Today's class:
(1) Quick overview Shapiro-Wilk test. When we test claims about the actual correlation (ρ or "rho") between two variables we are using the sample correlation, r. We are assuming that both variables used to generate this r value follow a normal distribution. For small samples this must hold for tests on ρ using r to be valid. What about larger samples? In such situations, we can fall back on the central limit theorem. One way to check data in the case of small samples is to run a goodness of fit test called the Shapiro-Wilk test. Click here to see a brief video on how to generate Shapiro-Wilk results using JMP. Click here to see how we use SAS or JMP to generate Shapiro-Wilk stat and its p-value. For an online version of Shapiro-Wilk click here.
(2) P values" and tests on rho. (Look at the correlation matrix on SAS outputs)

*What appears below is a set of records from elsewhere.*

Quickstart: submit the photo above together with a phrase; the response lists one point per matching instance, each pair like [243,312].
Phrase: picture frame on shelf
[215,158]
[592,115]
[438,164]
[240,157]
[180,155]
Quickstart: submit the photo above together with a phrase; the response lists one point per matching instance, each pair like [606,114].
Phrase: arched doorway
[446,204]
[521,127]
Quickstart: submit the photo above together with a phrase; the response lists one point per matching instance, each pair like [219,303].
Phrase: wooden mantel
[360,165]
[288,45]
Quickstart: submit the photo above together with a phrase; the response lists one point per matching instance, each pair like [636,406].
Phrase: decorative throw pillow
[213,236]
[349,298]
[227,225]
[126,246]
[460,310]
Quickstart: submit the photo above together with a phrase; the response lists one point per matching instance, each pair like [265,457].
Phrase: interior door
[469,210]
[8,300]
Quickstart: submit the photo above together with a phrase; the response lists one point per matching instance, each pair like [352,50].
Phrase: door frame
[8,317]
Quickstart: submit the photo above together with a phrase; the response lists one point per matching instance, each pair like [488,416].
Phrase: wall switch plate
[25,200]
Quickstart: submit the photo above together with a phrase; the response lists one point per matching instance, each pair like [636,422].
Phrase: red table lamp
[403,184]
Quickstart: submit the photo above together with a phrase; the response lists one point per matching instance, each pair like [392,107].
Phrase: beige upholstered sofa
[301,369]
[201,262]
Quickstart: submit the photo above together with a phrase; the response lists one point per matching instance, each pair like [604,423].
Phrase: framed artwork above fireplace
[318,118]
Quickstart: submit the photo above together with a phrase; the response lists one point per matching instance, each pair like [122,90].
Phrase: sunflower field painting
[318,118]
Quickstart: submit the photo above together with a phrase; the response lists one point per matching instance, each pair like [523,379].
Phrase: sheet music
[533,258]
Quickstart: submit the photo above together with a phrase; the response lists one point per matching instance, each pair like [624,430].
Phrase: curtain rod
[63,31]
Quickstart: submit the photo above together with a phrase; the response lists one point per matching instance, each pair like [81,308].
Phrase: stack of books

P value is defined as the lowest level of significance could use in a given example and still reject the null. This is, to say the least, a little confusing. It's like saying you get an 84% on the first quiz and that therefore the cutoff for an A would have to be as low as an 84% for you to get an A for the quiz. Basically, if p-value <alpha then you will reject the null. If the p-value is greater than alpha then no.
(2) Intro to regression: (assuming that you have read introduction to chapter 11 as well as sections 1-3 for today! ):
When we reject the null in tests of significance on rho this indicates that there is a significant linear (line-like) relationship. (As in training time and performance time example)
What sort of information does a straight line equation yield? (1) slope, (2) y intercept and (3) predictions of y based on x.
Technique of OLS (ordinary least squares) or for short, just LS (least squares).
Happy Thanksgiving. See you Monday, November 28th.